The women's field hockey tournament at the 1980 Summer Olympics was the edition of the field hockey event at the Summer Olympic Games. It was held over a six-day period beginning on 25 July, and culminating on 31 July 1980. Games were played across two venues in Moscow, at the Minor Arena at Dynamo Stadium and Young Pioneers Stadium.

Zimbabwe won the gold medal finishing top of the pool at the conclusion of the pool stage. Czechoslovakia and the Soviet Union won the silver and bronze respectively, finishing in second and third place in the pool.

Qualification
In 1980, there was an International Federation of Women's Hockey Associations (IFWHA), separate from the predominantly male Fédération Internationale de Hockey (FIH). Because the FIH was the international federation affiliated to the International Olympic Committee, it supervised the Olympic tournament.

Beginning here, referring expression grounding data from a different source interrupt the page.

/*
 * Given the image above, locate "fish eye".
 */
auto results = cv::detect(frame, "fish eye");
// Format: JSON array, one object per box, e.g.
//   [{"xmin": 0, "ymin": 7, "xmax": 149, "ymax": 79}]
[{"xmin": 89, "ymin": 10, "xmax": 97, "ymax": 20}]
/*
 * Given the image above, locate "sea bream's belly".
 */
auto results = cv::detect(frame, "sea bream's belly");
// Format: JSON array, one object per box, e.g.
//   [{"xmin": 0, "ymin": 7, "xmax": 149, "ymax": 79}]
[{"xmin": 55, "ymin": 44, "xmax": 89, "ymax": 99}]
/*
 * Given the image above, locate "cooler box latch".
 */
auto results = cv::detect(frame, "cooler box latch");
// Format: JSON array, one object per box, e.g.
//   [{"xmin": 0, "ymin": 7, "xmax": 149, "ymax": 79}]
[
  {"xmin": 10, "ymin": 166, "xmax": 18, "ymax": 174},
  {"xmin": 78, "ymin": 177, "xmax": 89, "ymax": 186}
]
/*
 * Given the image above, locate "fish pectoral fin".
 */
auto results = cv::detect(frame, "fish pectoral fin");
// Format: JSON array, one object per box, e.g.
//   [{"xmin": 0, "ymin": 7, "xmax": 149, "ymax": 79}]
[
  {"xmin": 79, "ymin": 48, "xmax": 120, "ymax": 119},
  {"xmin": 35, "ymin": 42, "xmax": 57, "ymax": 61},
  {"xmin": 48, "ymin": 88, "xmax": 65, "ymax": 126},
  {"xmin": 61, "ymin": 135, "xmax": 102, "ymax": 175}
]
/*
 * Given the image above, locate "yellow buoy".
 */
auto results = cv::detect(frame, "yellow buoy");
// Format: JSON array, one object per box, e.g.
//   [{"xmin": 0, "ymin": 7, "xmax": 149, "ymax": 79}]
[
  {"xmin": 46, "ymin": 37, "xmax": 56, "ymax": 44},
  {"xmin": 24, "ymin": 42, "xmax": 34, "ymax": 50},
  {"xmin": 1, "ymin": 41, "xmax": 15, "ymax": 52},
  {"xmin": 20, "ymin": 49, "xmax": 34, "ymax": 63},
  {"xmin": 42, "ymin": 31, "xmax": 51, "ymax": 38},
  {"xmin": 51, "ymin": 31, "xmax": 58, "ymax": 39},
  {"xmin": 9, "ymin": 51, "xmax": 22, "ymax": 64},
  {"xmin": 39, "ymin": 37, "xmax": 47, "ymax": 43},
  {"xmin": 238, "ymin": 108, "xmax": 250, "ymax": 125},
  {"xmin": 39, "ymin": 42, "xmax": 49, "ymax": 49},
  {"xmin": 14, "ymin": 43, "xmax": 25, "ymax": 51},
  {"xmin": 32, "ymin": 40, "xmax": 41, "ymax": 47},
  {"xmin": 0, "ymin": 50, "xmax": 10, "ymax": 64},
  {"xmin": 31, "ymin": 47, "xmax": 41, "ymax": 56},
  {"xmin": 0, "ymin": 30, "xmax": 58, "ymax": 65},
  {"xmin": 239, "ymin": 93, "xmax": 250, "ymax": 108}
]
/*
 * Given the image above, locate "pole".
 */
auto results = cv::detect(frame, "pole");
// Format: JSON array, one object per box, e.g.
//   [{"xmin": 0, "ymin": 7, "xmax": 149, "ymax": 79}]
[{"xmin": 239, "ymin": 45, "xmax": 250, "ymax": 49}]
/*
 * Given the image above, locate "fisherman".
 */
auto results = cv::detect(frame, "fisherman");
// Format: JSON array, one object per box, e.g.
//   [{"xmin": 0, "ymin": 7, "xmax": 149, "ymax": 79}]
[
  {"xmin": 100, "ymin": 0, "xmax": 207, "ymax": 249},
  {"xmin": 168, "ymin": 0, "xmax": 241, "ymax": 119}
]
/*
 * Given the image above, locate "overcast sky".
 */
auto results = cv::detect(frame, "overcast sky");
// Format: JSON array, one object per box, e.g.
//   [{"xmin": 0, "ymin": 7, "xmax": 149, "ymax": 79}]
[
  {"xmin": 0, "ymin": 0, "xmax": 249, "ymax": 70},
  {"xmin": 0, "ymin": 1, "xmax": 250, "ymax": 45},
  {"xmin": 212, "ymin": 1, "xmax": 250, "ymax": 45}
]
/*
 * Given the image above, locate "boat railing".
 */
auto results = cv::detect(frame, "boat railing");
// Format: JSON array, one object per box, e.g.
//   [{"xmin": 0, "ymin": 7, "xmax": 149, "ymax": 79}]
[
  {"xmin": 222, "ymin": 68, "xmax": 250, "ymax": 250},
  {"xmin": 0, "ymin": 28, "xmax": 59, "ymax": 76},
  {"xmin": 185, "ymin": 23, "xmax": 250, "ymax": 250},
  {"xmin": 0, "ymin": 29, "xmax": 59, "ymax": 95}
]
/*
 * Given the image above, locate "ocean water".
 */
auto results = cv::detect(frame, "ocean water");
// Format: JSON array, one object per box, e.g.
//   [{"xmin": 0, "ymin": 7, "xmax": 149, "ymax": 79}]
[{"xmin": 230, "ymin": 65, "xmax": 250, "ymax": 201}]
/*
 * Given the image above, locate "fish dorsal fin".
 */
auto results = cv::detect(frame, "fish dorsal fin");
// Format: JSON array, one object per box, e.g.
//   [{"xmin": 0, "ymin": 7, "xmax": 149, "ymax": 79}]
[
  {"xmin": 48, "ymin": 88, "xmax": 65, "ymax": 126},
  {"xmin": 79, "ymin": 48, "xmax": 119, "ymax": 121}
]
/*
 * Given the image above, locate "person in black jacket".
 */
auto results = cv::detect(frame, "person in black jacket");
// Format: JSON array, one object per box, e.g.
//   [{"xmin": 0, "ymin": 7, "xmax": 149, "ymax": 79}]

The FIH and IFWHA agreed that qualification for the Olympics would be decided by a joint FIH–IFWHA committee based on the results over the previous two years, including the 1978 (FIH) and 1979 (IFWHA) women's world championships.

Five teams qualified to join the host Soviet team:  the Netherlands, West Germany, the United States, New Zealand, and Great Britain (taking the place of Wales, England, and Scotland, who had finished 5th, 6th, and 7th respectively in the 1979 tournament).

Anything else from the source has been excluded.